In this work, we make a first attempt to use Internet measurement techniques to independently verify and supplement existing penetration statistics. We introduce a reproducible methodology that uses publicly available data and circumvents the limitations of transparency, comparability availability and resolution. We derive Internet penetration estimates from geolocated network measurements of the globally used IPv4 address space using two different approaches, and then compare our estimates with the official ITU/OECD statistics between 2006 and 2010. We find that our estimates exhibit very high correlation (ranging between 0.898 and 0.978) with the official data for all studied years, which however drops for less developed or democratic countries. In addition, we show that our estimates are consistent with official statistics at the subnational level for two large developing countries. These observations are encouraging, because they suggest that readily available data (e.g. from RouteViews ) can be used to cross-check official statistics and derive Internet penetration estimates more timely and with finer geographical resolution than the ITU/OECD statistics.
Our paper is structured as follows. First, we discuss the importance of the Internet penetration statistics for debates on technological development, Internet governance and its societal effects.
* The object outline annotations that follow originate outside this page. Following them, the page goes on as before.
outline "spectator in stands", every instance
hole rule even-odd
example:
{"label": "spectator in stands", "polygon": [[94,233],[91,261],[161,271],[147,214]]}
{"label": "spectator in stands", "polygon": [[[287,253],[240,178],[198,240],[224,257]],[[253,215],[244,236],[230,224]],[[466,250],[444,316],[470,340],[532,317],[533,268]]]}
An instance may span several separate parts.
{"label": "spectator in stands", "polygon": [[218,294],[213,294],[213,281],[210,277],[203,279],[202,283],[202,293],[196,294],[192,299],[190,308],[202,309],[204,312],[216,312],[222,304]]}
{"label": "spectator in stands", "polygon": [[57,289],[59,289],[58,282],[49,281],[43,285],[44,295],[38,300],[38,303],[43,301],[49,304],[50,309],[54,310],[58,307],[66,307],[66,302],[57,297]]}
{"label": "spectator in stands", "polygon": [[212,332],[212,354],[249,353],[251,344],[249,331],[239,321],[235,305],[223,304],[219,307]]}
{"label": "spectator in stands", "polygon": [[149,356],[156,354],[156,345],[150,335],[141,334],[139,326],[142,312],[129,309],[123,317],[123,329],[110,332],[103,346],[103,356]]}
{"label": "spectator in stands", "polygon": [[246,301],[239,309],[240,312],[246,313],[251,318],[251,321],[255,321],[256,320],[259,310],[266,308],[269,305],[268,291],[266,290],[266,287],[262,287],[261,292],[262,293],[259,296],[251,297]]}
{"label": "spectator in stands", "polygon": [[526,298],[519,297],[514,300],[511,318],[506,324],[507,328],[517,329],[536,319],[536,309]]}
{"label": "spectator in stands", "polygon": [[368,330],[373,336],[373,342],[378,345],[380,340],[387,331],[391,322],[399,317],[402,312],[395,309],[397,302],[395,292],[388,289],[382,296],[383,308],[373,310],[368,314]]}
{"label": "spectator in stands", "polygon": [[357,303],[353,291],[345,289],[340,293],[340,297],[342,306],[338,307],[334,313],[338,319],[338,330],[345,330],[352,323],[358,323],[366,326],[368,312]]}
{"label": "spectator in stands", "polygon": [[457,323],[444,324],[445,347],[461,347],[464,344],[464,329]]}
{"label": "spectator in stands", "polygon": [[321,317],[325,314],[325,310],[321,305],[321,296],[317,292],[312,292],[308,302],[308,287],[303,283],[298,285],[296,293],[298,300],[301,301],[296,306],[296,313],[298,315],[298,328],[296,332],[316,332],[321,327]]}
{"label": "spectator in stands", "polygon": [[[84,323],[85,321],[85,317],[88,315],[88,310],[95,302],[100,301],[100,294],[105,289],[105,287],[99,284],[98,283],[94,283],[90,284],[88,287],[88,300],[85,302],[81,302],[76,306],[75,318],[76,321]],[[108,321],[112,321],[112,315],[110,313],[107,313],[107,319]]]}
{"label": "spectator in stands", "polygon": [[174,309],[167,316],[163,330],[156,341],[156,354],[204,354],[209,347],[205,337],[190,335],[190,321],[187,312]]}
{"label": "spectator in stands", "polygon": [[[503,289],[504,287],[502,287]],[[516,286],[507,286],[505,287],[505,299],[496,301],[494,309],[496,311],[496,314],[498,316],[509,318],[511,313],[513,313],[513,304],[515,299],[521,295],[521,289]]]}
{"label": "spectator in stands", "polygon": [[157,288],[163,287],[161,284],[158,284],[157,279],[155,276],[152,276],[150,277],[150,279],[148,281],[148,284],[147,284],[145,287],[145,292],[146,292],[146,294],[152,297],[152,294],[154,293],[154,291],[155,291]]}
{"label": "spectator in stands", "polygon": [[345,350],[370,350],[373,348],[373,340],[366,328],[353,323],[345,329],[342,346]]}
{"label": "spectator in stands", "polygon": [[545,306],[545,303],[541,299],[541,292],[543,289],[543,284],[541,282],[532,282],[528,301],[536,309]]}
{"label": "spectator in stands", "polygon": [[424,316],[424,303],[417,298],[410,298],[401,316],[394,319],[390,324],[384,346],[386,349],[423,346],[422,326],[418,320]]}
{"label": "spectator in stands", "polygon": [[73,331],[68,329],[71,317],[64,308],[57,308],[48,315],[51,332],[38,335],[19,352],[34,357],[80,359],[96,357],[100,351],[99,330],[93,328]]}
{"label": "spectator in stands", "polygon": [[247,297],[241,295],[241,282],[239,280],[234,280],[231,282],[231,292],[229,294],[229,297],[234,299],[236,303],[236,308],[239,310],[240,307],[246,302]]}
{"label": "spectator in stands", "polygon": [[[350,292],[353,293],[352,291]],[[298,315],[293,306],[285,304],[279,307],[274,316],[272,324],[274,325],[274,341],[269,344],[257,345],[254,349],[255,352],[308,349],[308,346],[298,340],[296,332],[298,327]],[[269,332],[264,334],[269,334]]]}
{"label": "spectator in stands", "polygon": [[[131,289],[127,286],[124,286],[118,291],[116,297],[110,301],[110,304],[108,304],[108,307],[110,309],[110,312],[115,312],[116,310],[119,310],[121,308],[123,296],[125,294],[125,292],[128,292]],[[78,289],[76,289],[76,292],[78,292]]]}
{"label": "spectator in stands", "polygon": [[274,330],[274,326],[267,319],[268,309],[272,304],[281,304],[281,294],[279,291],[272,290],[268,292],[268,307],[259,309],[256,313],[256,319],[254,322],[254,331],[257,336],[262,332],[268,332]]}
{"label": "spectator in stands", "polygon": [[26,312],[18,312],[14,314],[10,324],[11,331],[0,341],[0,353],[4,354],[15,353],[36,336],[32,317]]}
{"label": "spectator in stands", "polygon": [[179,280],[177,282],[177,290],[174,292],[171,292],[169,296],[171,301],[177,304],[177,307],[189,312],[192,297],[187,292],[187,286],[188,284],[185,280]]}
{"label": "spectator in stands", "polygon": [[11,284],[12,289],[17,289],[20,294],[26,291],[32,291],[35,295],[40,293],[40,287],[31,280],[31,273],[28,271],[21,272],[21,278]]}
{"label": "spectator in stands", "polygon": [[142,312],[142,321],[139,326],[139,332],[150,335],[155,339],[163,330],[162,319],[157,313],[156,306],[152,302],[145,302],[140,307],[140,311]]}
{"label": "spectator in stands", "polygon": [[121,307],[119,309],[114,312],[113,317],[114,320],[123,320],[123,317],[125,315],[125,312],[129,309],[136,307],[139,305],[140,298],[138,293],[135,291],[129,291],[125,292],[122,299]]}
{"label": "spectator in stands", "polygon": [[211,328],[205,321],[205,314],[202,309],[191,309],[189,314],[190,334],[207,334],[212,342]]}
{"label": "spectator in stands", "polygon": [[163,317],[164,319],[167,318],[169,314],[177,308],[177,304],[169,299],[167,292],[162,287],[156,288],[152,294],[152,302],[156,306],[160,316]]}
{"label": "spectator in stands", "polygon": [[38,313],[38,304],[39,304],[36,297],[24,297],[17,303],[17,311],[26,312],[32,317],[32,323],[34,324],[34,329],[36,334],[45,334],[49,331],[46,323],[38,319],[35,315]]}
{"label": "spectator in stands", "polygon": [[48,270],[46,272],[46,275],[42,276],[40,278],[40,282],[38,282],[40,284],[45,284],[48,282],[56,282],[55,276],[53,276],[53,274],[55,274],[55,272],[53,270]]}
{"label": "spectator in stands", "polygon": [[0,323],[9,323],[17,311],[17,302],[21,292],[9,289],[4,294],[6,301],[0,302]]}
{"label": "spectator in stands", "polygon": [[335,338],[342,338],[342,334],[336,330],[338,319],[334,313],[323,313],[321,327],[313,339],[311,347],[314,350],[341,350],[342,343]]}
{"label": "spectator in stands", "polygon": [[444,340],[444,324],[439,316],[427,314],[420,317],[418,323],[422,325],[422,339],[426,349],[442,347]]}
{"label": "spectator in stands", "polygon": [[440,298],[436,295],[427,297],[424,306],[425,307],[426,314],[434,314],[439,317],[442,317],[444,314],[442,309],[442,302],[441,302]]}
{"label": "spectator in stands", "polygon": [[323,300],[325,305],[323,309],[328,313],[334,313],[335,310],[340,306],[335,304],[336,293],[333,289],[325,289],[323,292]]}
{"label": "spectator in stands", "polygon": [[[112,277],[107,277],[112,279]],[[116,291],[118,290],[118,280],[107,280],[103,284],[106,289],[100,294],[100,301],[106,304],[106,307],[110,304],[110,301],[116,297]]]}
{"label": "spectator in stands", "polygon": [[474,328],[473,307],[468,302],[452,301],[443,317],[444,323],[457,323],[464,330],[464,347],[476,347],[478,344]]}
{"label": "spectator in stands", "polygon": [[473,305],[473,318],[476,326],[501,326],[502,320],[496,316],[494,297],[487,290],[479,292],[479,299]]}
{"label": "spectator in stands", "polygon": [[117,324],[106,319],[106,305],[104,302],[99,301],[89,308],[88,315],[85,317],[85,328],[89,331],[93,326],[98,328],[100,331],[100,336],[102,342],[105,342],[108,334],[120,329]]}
Then we describe the methods and the datasets that we use to map and geo-localize the used IPv4 address space. After that, we compare them with the official statistics both at the country and the regional level. Finally, we discuss the results, the limitations, and the potential uses of our estimates.
2 Data and Research on Internet Penetration
The ITU is the United Nations telecommunications agency in charge of the global radio spectrum and satellite orbits allocation, the development of technical standards and the fostering of ICT deployment in developing countries . As part of its role in technological development, the ITU collects, verifies and harmonizes ICT statistics. The outcome of this work is disseminated through the World Telecommunications/ICT Indicators Database (WTID), a chronological time series for over 200 countries regularly updated from 1960 on . The WTID is made of more than 150 indicators describing aspects like coverage, traffic, price or quality of several communication technologies, including access and use of the Internet. The Internet penetration indicators are available for 192 countries, starting in 1990. The ITU retrieves this data from questionnaires submitted to the official country contacts. There are two types of national contact points in charge of providing the information to the ITU. The first one is the national telecommunication ministries and regulatory authorities, which provide Internet penetration estimates based on data from fixed and mobile Internet providers. The second source is the national statistical offices, which typically obtain data on access and use of the Internet through surveys. The collected data is then harmonized by the statistical division of the ITU, consistently with a set of guidelines intended to ensure the comparability of the data measurement and collection efforts performed by the respective countries [10, 11].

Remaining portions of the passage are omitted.